I needed a reminder of my time in France and decided that Madeleines with all their associated history would be just the treat to bring memories back. I also wanted to use the silicone miniature Madeleine molds I bought in Paris. The very sound of the word Madeleine brings memories of holidays in France where my husband and I would sit in a café, sipping a coffee and indulge in one of these light irresistible cakes and watch the world pass by. These buttery little cakes are so delicious and are terribly easy to make (a type of génoise gateau). Perfect for busy cooks. This mixture does not contain any rising agent. It is the shock of cold to hot that assists the rising.
The trick is to allow the batter to rest and to chill it. This is what makes it such a perfect cake. If you know you are having a girlfriend drop by either later that day or the even the following morning you can make the batter up, then place it in the fridge. When you are ready to cook them, make sure the oven is hot and then just pull the batter out of the fridge, scoop it into the molds and stick them straight into the hot oven. Voila. 10 minutes later you have beautiful freshly baked cakes to impress your family and friends. Like any small cakes, they are most delicious eaten the day they are made but if there are any left over they taste wonderful the next day, particularly dipped into a cup of coffee or tea.
Preheat oven to 180°C (355°F). If not using silicone molds, butter the Madeleine tins well with melted butter. This mixture makes 12 – 20 Madeleines depending on whether you use the miniature or traditional size molds.
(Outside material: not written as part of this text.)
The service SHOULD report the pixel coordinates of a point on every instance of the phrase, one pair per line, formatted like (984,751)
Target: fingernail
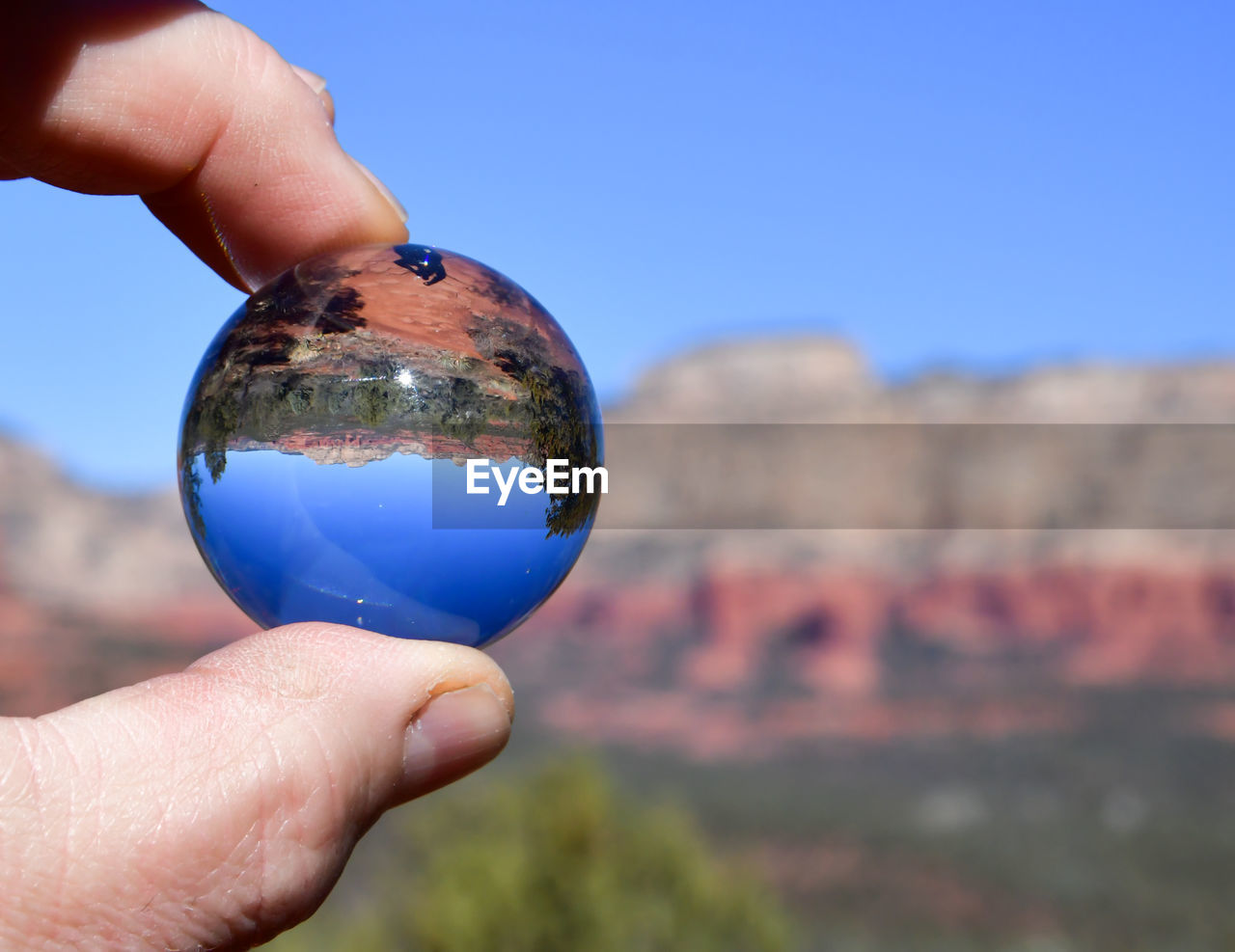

52 g (1.8 oz) unsalted butter; 60g (2oz) castor sugar; 2 eggs; 1 teaspoon vanilla, (other flavourings such as orange water or rose water, grated rind of a lemon, lime or orange, cardamom etc.; 52 g (1.8 oz) plain cake flour
Melt the butter over a gentle heat and allow to cool. Put sugar and eggs in a mixing bowl and beat together until the mixture forms a thick mousse. Add the vanilla to the mixture and blend well. Other flavourings can be used.
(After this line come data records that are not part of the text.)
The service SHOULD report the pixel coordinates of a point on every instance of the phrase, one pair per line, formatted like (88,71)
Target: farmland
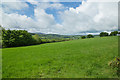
(82,58)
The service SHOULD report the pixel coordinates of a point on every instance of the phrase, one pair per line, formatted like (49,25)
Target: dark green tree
(102,34)
(90,36)
(114,33)
(83,37)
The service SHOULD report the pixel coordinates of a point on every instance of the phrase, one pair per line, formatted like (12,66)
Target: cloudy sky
(60,17)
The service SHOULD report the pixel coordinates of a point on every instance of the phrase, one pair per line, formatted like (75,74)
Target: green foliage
(70,59)
(37,38)
(114,33)
(90,36)
(102,34)
(114,63)
(83,37)
(14,38)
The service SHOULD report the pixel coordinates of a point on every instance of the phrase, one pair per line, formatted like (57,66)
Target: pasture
(83,58)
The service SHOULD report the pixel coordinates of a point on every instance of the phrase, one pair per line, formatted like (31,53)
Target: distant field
(83,58)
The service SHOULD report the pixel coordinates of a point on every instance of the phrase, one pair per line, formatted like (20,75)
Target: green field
(83,58)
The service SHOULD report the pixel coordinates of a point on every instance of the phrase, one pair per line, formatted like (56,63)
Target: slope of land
(87,58)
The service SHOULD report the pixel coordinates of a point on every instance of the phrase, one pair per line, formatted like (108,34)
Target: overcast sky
(60,17)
Fold in the sifted flour and using a wooden spoon or spatula, mix well. Fold in the melted butter and blend well. Cover with plastic wrap and refrigerate for 1 hour and even overnight.
Remove from the fridge, divide batter between the molds filling them about ¾ full. The fuller the shell, the rounder the hump on the cakes will be. Cook for about 7-10 minutes until golden. Remove from the pans immediately and allow to cool on a rack. Make a cup of coffee or tea pick up a cake and sit back and enjoy.